JOINT BASE SAN ANTONIO-FORT SAM HOUSTON, Texas –
A class of nursing students at Brooke Army Medical Center had a special visit from a World War II Army nurse Aug. 7 as part of their training.
Earlyne Reidland Sheets was stationed at then-Brooke General Hospital at Fort Sam Houston and also worked there as a civilian nurse for many year before retiring.
Sheets’ cousin, Staff Sgt. Luke Griffin, decided to invite the 100-year-old Texas native to speak to the students about her life experiences.
“I was teaching resilience training and I really wanted the students to have an opportunity to ask her any questions about how she was able to maintain her drive, health and mental sharpness for more than 100 years,” Griffin said.
After graduating from Breckenridge School of Nursing as a registered nurse in 1941, Earlyne Reidland was commissioned as a second lieutenant into the U.S. Army Nurse Corps and reported for active duty Sept. 10, 1941. Her first duty station was at Brooke General Hospital.
On Aug. 15, 1943, she departed for England and was stationed at the 130th Station/Evacuation/General Hospital in Swindon, England, near Tidworth Barracks.
“We went over on the Queen Elizabeth, zig-zagged every seven minutes because the German subs were out there,” she recalled. “Every night we would go in the big rec room and sing songs.
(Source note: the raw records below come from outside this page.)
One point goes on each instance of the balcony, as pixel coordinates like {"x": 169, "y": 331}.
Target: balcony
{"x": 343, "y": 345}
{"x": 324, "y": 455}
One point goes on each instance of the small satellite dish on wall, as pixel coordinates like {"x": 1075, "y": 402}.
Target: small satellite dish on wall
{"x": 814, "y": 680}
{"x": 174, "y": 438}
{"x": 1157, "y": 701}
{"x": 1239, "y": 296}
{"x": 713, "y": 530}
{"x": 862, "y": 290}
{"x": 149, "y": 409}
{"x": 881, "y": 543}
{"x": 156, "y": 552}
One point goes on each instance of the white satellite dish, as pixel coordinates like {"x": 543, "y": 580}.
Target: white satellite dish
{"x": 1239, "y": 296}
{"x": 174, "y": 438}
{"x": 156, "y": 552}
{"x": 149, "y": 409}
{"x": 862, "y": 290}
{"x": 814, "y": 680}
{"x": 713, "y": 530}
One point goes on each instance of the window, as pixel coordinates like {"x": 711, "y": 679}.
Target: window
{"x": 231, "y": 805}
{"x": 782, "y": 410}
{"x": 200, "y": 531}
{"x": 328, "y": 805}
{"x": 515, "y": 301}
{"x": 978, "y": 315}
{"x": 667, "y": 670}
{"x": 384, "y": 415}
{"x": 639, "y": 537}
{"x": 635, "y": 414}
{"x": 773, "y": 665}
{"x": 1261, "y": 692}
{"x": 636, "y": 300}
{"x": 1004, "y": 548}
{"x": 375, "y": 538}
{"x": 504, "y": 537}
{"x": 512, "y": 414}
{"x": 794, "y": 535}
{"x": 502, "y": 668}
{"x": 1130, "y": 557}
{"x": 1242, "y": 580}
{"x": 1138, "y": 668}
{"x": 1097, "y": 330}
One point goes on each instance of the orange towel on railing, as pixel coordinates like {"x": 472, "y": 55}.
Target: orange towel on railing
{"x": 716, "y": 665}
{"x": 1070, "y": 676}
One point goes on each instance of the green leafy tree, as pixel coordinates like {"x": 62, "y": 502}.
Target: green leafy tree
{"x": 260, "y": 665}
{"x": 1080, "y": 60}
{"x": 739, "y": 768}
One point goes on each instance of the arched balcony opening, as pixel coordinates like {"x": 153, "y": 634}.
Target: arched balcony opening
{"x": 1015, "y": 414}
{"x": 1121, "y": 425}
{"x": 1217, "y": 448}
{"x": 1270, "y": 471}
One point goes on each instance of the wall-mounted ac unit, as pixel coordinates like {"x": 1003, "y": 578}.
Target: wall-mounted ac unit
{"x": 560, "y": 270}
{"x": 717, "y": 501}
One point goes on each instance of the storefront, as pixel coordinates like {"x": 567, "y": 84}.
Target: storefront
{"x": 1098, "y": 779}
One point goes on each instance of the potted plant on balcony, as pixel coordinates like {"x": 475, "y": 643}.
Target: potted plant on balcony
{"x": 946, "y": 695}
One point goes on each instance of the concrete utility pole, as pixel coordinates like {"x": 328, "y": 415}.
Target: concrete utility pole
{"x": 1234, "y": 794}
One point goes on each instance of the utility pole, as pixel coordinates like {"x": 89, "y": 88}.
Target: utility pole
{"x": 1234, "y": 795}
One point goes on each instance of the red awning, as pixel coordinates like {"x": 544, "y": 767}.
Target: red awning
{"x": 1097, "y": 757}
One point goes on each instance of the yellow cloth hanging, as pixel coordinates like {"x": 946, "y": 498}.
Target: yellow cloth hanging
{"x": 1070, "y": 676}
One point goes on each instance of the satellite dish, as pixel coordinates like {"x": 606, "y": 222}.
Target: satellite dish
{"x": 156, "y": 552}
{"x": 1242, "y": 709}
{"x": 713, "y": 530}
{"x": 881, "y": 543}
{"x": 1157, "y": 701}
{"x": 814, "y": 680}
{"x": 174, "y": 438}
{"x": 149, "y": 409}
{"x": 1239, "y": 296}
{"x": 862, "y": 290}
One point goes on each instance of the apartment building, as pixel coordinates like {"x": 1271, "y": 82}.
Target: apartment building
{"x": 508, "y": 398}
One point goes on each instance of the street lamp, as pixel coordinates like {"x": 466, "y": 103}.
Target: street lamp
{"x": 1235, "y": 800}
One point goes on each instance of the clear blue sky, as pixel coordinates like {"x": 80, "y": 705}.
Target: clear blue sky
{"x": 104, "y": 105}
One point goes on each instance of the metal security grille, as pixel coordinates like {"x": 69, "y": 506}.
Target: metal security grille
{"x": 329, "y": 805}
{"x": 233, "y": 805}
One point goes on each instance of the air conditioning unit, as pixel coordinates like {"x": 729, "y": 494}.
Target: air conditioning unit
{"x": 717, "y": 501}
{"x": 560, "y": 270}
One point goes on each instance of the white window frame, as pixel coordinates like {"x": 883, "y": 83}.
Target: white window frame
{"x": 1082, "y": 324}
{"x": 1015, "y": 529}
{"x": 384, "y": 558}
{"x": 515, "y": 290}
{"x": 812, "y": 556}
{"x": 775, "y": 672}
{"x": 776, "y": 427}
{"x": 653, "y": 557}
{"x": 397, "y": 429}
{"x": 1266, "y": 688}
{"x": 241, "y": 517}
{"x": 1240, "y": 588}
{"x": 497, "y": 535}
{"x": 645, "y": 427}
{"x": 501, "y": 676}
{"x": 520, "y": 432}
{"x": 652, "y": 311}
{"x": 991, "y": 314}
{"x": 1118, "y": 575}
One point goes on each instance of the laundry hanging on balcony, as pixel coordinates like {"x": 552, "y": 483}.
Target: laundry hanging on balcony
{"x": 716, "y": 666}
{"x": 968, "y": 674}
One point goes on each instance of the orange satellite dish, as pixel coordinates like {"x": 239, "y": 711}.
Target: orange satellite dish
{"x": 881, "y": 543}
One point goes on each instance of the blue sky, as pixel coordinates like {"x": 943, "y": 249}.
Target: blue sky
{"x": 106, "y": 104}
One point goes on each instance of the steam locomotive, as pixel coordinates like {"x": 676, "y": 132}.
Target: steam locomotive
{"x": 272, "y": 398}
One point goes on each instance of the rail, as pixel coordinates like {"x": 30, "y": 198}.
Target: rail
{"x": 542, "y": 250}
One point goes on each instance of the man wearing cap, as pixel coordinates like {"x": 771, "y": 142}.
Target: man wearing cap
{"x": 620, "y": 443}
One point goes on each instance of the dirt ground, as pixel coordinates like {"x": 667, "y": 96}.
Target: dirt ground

We had a nice trip, then we went to our unit, which was set up in huts.”
Sheets described what it was like taking care of the war wounded.
“They put up a big tent for the walking wounded,” she said, “because we got many, many patients.”
The wounded came by plane, boat and truck. Soldiers still in combat fatigues were examined, uniforms cut from their bodies and any urgent care administered.
“The first seven months, we saw 30,000 patients and only lost 12 of them,” Sheets recounted proudly. “The best thing I ever did was to go overseas and take care of the young war wounded.”
Sheets said nurses are smarter today.
“They know more and they have better equipment,” she said. “We didn’t have a whole lot to work with. When I was young, penicillin was a wonder drug. We treated it like it was gold, because it was to our wounded.
“I’m amazed at all the beautiful equipment you have in this hospital,” she said. “I’ve been a patient here quite a few times and they always treat me so nice.”
When asked how she kept calm under pressure, she responded, “We were all happy. We stayed busy. You don’t know how busy you are until you get in the middle of a war and then you know.”
She told the students about getting married in England and having only a few hours for her honeymoon before her new husband had to leave.
The young nurse married Army 1st Lt. George J. Sheets, 66th Armored Regiment, 2nd Armored Division, after receiving permission from his commanding general, Maj. Gen. Edward Brooks. The couple got married at 2 p.m. on June 5, 1944 at St Mary's Church in Tidworth and their honeymoon was over by midnight.
Since they both lived in tents, the best man, Lt. Col. Rudy Quillian, gave up his quarters for their honeymoon. The next morning, her new husband departed and crossed the English Channel to join in the fight.
When asked for life advice, Sheets said, “Don’t drink, don’t smoke and don’t do drugs. It affects your motivation.
“Eat a lot of chicken and fish and good healthy vegetables,” she added. “It’s always helped me.”
She also told the nursing students to treat people with kindness. “Take good care of your patients and you will do fine.”
Griffin said several members of his family are military veterans and he appreciates the legacy left by all of them but Sheets is special.
“Earlyne is unique because she is still with us and of sound mind and body,” he said. “I think her secret to longevity is she treats people with kindness and never misses an opportunity to smile.”
(Note: Historical information was provided by family member Dolores Hamilton.)